Yes at the very least it seemed like a good place to start. Maybe eventually some people can have full access like yourself. As for automating detection for small changes how would that be defined? I would think small changes would be things like:

Eloston commented 4 years ago

As for automating detection for small changes how would that be defined? I would think small changes would be things like:

Yeah that is a bit challenging to define. However, I think what you listed out is pretty comprehensive. To extend a bit more on them:

Any changes to .md files or other files that do not effect any actual code execution Any changes to patch files that only change the offset lines and nothing else

I think we can do better than that:

Any changes to the revision number

I'm guessing you also want to include minor Chromium updates, not just to ungoogled-chromium's revision number.

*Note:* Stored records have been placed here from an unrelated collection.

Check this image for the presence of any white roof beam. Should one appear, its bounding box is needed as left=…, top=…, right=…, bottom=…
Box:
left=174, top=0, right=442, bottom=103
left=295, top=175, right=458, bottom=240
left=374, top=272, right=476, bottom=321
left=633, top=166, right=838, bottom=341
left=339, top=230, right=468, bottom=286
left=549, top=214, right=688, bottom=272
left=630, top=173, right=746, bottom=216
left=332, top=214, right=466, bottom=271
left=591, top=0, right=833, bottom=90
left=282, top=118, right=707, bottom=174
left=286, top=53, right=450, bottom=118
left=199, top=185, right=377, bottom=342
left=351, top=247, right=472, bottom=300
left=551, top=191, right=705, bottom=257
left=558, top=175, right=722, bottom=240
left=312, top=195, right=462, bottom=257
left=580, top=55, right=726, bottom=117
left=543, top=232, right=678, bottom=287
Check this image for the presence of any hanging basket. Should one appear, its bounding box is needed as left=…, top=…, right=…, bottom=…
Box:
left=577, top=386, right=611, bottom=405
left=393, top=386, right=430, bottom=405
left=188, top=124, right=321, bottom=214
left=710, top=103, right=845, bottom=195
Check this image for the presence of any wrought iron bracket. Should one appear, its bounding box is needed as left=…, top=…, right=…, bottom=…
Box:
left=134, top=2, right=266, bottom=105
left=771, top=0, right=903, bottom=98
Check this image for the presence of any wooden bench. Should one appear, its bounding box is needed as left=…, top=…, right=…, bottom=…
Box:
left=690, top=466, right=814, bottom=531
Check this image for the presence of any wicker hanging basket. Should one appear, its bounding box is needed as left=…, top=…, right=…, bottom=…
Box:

We'd also want all CI checks to pass before we auto-merge too. Which means we should re-evaluate the entire PR every time the contributor makes a push.

In addition, we should support this for platform repos as well. Also, with some different restrictions, I think we can support ungoogled-chromium-binaries.

Now if we automatically generated PRs for new Chromium versions... but, one step at a time :)

ghost commented 4 years ago

Eventually being able to dispatch builds in the downstream repositories to a build server would be nice as well. The PPA I setup is mostly a stop gap and unfortunately a service like OBS only really supports the Linux based setups. Incidently though I recall that Linux can cross-compile for Windows but I do not know if Chromium supports being cross-compiled.

ghost commented 4 years ago

Small update. I was given write permissions to the Debian repository so this part is addressed. But there's still other repositories we could use some trusted maintainers for or another solution.

Eloston commented 4 years ago

But there's still other repositories we could use some trusted maintainers for or another solution.

I agree. For anyone reading this: If you've been making contributions to a platform repo and would like to become a maintainer for that repo, let me know.

PF4Public commented 3 years ago

I hope we are in a much better position with respect to pull requests for some time now. Closing this issue for now.